I spent a few hours last night walking around with my good friend Jeremy. After dinner we stopped by a Chase bank to take out some money and Jeremy noticed that the screen designated it an E-ATM. To which he wondered rhetorically, and aloud, "Isn't the E implied by the A and the M?" It's an automated teller machine. Do they really need to tell me that it's electronic?
Now, there was a time a few years ago, when everyone was branding everything with an E. e-commerce, e-banking, e-shopping, etc. When I first moved to NY in '98 I worked for an agency that was touting their 'e-roadmap'. I don't know exactly where this road started, where it led, and if I wanted to be on it. Maybe the problem was that no one else did either. It was out of control.

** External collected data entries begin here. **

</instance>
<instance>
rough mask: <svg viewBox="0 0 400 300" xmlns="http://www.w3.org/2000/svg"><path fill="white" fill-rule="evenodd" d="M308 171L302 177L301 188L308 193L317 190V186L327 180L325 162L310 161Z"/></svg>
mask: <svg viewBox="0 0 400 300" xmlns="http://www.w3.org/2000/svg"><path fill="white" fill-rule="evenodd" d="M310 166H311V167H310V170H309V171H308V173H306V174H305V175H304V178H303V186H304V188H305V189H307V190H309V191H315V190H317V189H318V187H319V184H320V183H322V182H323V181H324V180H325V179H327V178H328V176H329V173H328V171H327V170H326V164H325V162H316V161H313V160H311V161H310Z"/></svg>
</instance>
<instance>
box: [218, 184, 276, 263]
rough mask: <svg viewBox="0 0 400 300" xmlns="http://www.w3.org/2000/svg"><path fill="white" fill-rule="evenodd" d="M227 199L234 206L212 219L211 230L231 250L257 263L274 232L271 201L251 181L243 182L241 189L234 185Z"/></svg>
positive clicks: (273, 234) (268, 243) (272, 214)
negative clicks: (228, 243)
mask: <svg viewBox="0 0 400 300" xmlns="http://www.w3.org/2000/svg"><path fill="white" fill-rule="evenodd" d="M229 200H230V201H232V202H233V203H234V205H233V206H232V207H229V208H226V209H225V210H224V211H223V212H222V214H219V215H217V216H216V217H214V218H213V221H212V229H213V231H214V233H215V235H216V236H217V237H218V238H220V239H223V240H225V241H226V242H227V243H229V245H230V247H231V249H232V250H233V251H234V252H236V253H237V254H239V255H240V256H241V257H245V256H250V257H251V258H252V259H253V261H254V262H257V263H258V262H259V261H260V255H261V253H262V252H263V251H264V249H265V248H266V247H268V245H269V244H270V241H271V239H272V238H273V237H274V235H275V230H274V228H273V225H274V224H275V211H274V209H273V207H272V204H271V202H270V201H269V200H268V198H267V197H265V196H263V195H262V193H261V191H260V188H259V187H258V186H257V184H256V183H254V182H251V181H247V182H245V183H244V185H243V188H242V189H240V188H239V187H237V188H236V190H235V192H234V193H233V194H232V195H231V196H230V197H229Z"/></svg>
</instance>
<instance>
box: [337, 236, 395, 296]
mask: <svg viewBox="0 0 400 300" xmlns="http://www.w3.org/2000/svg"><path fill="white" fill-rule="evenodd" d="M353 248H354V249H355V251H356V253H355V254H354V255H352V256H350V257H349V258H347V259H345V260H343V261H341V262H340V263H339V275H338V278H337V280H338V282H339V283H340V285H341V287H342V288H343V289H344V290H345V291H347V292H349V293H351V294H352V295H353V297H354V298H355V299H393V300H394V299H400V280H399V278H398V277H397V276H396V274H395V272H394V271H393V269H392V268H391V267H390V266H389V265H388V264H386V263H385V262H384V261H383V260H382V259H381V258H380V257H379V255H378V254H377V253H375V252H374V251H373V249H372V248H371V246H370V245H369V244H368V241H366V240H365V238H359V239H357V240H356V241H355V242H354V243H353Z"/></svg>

But, 6 years later, grandparents have digital cameras and know how to use them. Seems like everybody in the country, except maybe our president, uses a computer. So why do people still feel the need to point out that things are electronic. As I noted in the intro, almost everything is now, so maybe they'd be better off pointing out that things are not electronic. The NE-hairbrush for example.
Eh. I'm probably just grumpy and should just shut the hell up.